Fana Media Corporation S.C. (FMC) is a state-owned mass media company operating in Ethiopia. Launched in 1994 it focuses mostly on political, social and economical reports about Ethiopia. It operates radio and television stations within Ethiopia.

==Political stances==
Initially, for the majority of FMC's history, it was aligned with the ruling party EPRDF as majority of former board members and CEO at the time, Woldu Yemessel, were members and closely tied to EPRDF. As of 2020, FMC supported the ruling Prosperity Party as the majority of board members and the CEO are members of Prosperity Party.
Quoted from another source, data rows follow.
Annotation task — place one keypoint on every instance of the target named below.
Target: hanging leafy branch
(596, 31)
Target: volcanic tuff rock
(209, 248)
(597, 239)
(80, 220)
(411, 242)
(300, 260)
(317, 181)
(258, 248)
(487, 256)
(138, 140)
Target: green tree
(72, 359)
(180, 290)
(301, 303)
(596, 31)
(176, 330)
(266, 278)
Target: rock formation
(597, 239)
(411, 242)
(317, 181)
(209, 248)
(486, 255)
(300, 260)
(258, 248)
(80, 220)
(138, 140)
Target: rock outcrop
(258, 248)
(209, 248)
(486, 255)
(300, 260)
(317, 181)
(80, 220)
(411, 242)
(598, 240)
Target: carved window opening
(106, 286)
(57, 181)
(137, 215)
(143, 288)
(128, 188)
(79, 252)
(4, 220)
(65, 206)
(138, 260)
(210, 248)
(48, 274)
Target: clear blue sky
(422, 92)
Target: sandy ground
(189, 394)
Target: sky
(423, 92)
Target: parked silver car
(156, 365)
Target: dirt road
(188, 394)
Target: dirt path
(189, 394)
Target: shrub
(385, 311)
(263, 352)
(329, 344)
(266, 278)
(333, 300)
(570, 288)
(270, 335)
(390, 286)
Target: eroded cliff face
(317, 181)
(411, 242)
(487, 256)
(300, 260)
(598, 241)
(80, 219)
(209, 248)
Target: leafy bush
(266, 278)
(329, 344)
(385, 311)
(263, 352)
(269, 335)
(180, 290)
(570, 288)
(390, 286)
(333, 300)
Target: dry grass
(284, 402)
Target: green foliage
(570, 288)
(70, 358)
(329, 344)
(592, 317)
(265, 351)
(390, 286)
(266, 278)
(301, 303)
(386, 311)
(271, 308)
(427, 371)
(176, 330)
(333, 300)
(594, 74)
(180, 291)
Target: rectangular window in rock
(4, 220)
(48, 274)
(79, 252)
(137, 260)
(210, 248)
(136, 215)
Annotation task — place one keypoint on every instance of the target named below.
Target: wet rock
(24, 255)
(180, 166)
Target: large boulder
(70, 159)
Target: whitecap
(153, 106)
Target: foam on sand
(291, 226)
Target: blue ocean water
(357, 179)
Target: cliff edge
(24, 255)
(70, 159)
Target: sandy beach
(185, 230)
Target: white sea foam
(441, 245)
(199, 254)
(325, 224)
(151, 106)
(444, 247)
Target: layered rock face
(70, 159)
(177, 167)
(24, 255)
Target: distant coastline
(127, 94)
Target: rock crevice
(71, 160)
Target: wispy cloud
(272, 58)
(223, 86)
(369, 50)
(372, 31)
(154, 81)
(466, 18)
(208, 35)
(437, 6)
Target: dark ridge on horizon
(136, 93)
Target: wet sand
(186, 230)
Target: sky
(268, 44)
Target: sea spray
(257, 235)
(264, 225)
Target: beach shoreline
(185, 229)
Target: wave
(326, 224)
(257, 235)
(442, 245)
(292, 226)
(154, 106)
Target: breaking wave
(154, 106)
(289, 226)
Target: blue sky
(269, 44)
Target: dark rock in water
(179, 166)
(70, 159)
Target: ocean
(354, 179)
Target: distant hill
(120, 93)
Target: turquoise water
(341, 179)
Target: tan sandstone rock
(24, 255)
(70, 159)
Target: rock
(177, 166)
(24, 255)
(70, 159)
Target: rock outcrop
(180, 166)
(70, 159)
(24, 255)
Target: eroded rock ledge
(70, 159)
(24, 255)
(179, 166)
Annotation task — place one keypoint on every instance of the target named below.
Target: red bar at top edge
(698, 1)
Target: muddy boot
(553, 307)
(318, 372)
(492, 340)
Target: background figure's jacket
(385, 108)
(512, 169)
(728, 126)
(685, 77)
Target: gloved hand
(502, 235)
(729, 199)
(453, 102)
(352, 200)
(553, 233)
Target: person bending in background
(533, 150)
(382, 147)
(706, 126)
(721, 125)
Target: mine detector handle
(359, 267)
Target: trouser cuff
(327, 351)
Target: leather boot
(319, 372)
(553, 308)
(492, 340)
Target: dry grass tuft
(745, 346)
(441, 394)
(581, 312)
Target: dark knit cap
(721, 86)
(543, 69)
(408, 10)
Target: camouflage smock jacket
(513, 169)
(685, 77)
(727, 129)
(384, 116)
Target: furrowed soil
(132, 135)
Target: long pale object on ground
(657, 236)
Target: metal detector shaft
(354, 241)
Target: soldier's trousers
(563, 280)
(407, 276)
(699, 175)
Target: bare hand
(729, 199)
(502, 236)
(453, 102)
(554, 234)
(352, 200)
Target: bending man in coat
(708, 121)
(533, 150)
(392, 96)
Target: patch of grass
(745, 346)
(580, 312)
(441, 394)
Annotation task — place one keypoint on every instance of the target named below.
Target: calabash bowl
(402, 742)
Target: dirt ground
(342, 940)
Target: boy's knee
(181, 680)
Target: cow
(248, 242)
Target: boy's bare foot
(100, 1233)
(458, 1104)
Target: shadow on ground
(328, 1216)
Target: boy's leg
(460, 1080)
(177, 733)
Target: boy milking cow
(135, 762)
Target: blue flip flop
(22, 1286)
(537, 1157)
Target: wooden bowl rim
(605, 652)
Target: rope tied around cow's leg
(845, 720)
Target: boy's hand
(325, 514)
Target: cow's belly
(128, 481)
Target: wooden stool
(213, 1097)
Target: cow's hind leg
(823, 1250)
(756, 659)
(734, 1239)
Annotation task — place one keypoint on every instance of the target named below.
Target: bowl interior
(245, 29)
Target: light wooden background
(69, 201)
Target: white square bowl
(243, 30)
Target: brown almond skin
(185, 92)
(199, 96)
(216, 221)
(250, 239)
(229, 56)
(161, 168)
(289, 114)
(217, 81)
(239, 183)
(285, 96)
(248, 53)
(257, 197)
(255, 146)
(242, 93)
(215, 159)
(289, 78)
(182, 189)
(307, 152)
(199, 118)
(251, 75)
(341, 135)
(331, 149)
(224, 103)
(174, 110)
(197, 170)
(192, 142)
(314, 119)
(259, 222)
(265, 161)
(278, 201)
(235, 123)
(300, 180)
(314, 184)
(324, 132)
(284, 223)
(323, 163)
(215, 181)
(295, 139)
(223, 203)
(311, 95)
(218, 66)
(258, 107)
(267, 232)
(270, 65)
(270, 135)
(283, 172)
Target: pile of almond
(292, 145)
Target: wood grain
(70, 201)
==International media links==
In March 2023, the Russian state news agency Sputnik and FMC announced a deal to exchange content and carry out common projects. Vasily Pushkov, the director of Sputnik, stated that Ethiopian media would become "a major priority" for Sputnik.

== Fana TV ==
In 2014, it was announced that FBC would be building its own studio in the hopes of starting its own channel.[1] In 2016, FBC formally signed an agreement with the Ethiopian Broadcasting Authority (EBA) to become a licensed broadcaster in the country.[2] Fana TV started test transmission of its satellite TV channel on Ethiosat in July 2017. These developments took place under the leadership of Woldu Yemessel Baraki, whose long tenure as CEO was marked by sustained efforts to expand FMC’s reach and transition it into a multi-platform media organization. Under his leadership Fana Media Corporation underwent a period of major institutional growth, the company transitioned from a radio-focused broadcaster into a multi-platform media organization, one of the key milestones of this transformation being the launch of Fana TV.